– Blues music is junk

To avoid any misunderstanding : the title is not my opinion but the one of music critic Ray Kornblum in 1922 when he pronounced himself on the new phenomenon of race records that had started in the beginning of the 20s.

In order to fully grasp the depth and significance of a past event, it is most essential that one tries to have a full view of the complete context in which this event took place. That is why I found it so illuminating to stumble upon some material which quoted from the reactions that were heard when the first black music was recorded in the 20s. We can only understand the extent to which inviting a black artist to a recording studio in 1920 was a real revolutionary act if we read the cultural environment in which this took place. At the late 1910s record companies were so proud on their product that they could announce and advertise how “a caravan can step under the Pyramids for lunch and can turn on to the “Beautiful Ohio”, and how great an invention it was that thanks to the genius of the companies an Eskimo mother could put her baby to sleep with American music.
Just imagine what a shock it must have been to find all of a sudden that this white bastion would record African American music that was sold in American stores! What a revolution it was for America to sell ethnic, black music!

Blues was not a new music genre that was taken for granted. The Race Records were seen as a blot on the industry. The 78 Quarterly 1989, vol 1 (n°’ 4) further quotes Ray Kornblum in the Milwaukee Journal:

“It’s a completely different world. The singing is terrible, the music is junk; its suits their tastes”.

Two years later, the Talking Machine Journal was no less categorical in its opinion on the black music:

“…() hundreds of race singers have flooded the market with what is generally regarded as the worst contribution to the cause of good music ever inflicted on the public. The lyrics of a great many of these blues are worse than the lowest sort of doggerel and the melodies are lacking of originality, lilting rhythm and any semblance to music worth”.

It couldn’t better illustrate how negatively blues was perceived by the mainstream music circles.

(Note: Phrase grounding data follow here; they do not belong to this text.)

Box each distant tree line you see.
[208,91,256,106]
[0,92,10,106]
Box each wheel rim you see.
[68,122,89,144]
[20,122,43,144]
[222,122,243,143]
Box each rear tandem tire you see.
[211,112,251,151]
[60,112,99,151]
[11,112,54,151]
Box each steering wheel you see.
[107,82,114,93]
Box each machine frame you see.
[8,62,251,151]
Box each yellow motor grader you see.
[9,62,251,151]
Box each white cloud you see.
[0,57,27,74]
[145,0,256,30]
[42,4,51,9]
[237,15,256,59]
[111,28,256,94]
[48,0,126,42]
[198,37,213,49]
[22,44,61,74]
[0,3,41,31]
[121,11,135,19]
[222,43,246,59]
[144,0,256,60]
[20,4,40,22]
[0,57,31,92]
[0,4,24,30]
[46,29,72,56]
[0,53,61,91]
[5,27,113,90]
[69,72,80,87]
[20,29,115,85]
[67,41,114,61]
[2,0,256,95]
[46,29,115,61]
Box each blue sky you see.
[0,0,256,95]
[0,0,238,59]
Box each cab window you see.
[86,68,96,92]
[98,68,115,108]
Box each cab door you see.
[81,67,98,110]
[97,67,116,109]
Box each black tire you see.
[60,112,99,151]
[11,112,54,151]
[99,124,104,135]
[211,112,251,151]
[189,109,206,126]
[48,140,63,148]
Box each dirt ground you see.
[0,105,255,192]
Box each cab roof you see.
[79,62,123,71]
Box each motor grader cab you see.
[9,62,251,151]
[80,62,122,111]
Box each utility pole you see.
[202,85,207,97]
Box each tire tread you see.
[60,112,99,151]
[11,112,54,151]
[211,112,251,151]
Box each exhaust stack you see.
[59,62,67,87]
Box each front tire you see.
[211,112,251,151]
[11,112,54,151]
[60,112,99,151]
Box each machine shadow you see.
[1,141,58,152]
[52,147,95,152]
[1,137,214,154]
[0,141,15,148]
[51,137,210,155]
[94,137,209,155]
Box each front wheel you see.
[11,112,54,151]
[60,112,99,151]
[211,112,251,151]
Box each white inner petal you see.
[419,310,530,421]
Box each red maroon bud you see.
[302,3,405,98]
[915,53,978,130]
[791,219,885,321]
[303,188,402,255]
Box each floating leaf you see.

The only thing that could be stronger than a cultural disapproval of the ‘new’ music, was the economic impulse that money could be made. It has to be credited to the guts of the white CEO of Paramount Records (Mr Supper) that he dared to leap into the black music market, based only on the success that Okeh had with Mamie Smith’s “Crazy Blues”, and on some marginal recordings that had been issued on the ‘Black Swan”-label (sometimes called America’s First Motown). It was pure speculation from Supper’s side and completely against his general company policy that there needed to exist evidence of a potential market before a new product was released.

As a matter of fact, we need to thank Mr Supper for his speculative action and risk taking behaviour! But as I said in an earlier post, he didn’t have much other options than this for survival.